Rome (AFP) - Ten migrants who had risked their lives to cross the Mediterranean and reach Europe were found dead on Sunday, the day after nearly 3,700 others were rescued at sea.

The number saved on Saturday was one of the highest ever recorded in a single day, raising fears that the tide of desperate people trying to reach Europe from Africa and the Middle East has not been slowed by recent disasters.

"Around 10 people were found dead," the Italian coastguard said Sunday, while several rescue teams worked off the shores of war-torn Libya, where most of the rickety, overcrowded boats set sail from.

Rescuers said they found some of the dead on board several distressed migrant boats. It was unclear how they had died.

Another three men drowned after they jumped into the sea, as they rushed to reach a coastguard vessel.

Italian coastguards said 3,690 migrants were rescued on Saturday.

A record 3,791 migrants were rescued on April 12 followed and further 2,850 the following day.

The navy said its patrol ship Bettica picked up more than 400 migrants travelling on board two vessels on Sunday, among them some 60 women and around 15 children.

Video released by the coastguard showed migrants crammed onto a small boat that was intercepted on Saturday. The migrants are later seen clambering aboard a rescue vessel.

- Fleeing war, poverty -

Coastguards are seen wearing protective white suits and face masks.

Saturday's operations in the Mediterranean involved four Italian coastguard vessels, two Italian navy ships and two customs boats, as well as four cargo ships and tugs.

The Italian frigate Bersagliere took 778 migrants on board while the patrol boat Vega plucked another 675 from the water.

French patrol boat Commandant Birot, which was sent last week to boost the EU's Operation Triton patrols dealing with the influx of migrant boats, also picked up 219 people off the coast of Libya Saturday.
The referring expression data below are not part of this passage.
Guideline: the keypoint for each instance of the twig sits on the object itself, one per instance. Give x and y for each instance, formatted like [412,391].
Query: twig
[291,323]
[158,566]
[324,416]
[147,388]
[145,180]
Two suspected people traffickers were to be handed over to police after the patrol boat docked in the port of Crotone in Calabria in southern Italy.

EU leaders tripled the budget for patrols off chaos-ridden Libya, from where most of the migrants set out for Europe in flimsy vessels, after more than 1,200 drowned in a series of tragedies last month.

On April 19, some 750 migrants were killed when their trawler sank between Libya and southern Italy, sparking global outrage and demands for action on the string of deadly migrant shipwrecks.

EU leaders are now seeking UN Security Council approval for military action against smugglers in chaos-ridden Libya.

But rights groups have blasted the EU for focusing on patrols rather than humanitarian efforts.

UN chief Ban Ki-moon has also urged Europe to refrain from resorting to force.

"What is crucial is to have a global approach that takes into account the roots of the problem, the security and human rights of migrants and refugees, such as having immigration channels that are legal and regular," he said last week.

Most of the migrants rescued Saturday were being taken to Sicily or southern Italy, while some had already landed on the Italian island of Lampedusa.

Several hundred migrants, mostly Africans but also including many fleeing the civil war in Syria, set out from Libya every day, hoping to make it to Europe.

The number of migrants entering the EU illegally in 2014 almost tripled to 276,000, according to Frontex, nearly 220,000 of them arriving via the Mediterranean.

Some 1,750 migrants have died crossing the Mediterranean to Europe this year, 30 times more than during the same period in 2014, according to the International Organization for Migration.